Cumartesi, Nisan 14, 2012

Fransa’dan Türkiye’ye Yelken Açmak



Biz de, bütün diğerleri gibi; aynı denizlerden, aynı limanlardan geçtik.

2007 Temmuz ayı başında, Türkiye'den satın aldığımız ancak Fransa'da teslimi yapılan Beneteau Cyclades 39 modeli Melody isimli yelkenlimizi teslim almak ve Akdeniz'i batıdan doğuya geçerek Marmaris'e getirmek üzere bu yolculuğu aylar öncesinden planlamıştık.


Gezi Rotası (1650 dM)


Bu yazı dizisinde, geçtiğimiz yerler, gördüklerimizi ve yaşadıklarımızı fotoğraflarla birlikte anlatmaya çalışacağım.

Gruissan'a Gidiş :


Teknemizi teslim alacağımız yer Fransa'nın "Gruissan" isimli, İspanya sınırına yakın yerleşimde olan şirin bir sahil kasabasıydı. Burada coğrafya o kadar ilginçti ki, neresi deniz, neresi göl anlamak mümkün olmuyordu, tabii ki bu coğrafyada birbiriyle bağlantılı birçok doğal marina ortaya çıkıyordu. Uçak biletlerimizi Nice'e aldık, benim planım hem güney Fransa sahilini karadan gezerek gitmek, daha önemlisi yol üzerinde Marsilya'ya uğrayarak uzun eksik listemizin alımlarını yapmaktı ki; bunların arasında lastik şişme bot ve motoru da vardı.



Marsilya
Nice'e akşam üzeri vardık, kiralık arabamızı (Renault Scenic) havaalanında hemen teslim aldık, otelimize yerleştik. Tabii ki çevreyi merak ettiğimiz için akşam yemeğe ve sahil boyu yürüyüşüne çıkmayı da ihmal etmedik... Ertesi sabah dinlenmiş olarak yola çıktık, 2-3 saat içinde ulaştığımız Marsilya'da önceden yerini saptadığım adreslere giderek (Yat Limanı civarında ) birkaç yat ekipmanı satan mağazadan arabayı tıklım tıkış dolduracak kadar malzemeyi satın alıp yola devam ettik. Zodiac şişme bot sönük olmasına rağmen Yamaha 4x4 motor ile birlikte bayağı yer kapladı, ama bir şekilde arabaya sığdırmayı başardım.

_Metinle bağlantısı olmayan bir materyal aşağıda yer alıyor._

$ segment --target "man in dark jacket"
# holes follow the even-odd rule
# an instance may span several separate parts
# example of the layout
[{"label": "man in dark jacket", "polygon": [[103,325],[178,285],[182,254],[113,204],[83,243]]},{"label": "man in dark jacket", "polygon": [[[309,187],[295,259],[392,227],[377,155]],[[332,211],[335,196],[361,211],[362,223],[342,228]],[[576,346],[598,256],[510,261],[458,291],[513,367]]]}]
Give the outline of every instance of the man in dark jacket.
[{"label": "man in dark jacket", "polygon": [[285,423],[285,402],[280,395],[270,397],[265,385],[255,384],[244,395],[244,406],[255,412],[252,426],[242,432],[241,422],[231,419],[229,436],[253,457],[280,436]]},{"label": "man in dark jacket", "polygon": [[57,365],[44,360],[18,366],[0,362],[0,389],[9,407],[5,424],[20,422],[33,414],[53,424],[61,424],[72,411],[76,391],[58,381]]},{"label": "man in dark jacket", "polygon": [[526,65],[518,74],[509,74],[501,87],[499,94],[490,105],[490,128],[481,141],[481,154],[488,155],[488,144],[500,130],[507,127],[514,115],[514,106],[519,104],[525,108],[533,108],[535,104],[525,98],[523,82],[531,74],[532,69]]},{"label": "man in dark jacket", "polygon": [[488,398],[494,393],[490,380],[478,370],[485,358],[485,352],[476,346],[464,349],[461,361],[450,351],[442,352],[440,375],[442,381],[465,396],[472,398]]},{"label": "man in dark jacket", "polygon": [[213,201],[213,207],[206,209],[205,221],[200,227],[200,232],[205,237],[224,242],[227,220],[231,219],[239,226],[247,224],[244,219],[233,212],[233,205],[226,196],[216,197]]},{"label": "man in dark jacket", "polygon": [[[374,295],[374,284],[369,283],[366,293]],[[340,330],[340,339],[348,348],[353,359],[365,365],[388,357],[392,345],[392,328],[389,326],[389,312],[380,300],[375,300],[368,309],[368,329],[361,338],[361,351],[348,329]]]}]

Kuzenlerim de ertesi günü Melody'e geldiler

Aynı günün akşam üzeri Gruissan'da sevgili teknemizi elimizle koymuş gibi bulduk (o andaki duygularımı asla unutmuyorum) ve teslim eden Beneteau temsilcisi olan bayandan anahtarları ve bazı kağıtları alarak hemmen oracıkta tekneye atlayıp keşfe başladık. Aslında teslimatın güler yüzlü bir görevli tarafından tekneyi tanıtarak, ilave aldığımız malzemeleri listeden tek tek teslim ederek, olası soruları cevaplayarak ve kritik noktaları göstererek yapılacağıni hayal etmiştik, amma ne gezer!! Meğerse anahtarlar ve o birkaç kağıdı ilk vardığımızda alinca tekneyi de teslim almışız, palamarları çözüp yola çıkana kadar bir daha ne o bayanı, ne de bir görevliyi bir daha bulamadık.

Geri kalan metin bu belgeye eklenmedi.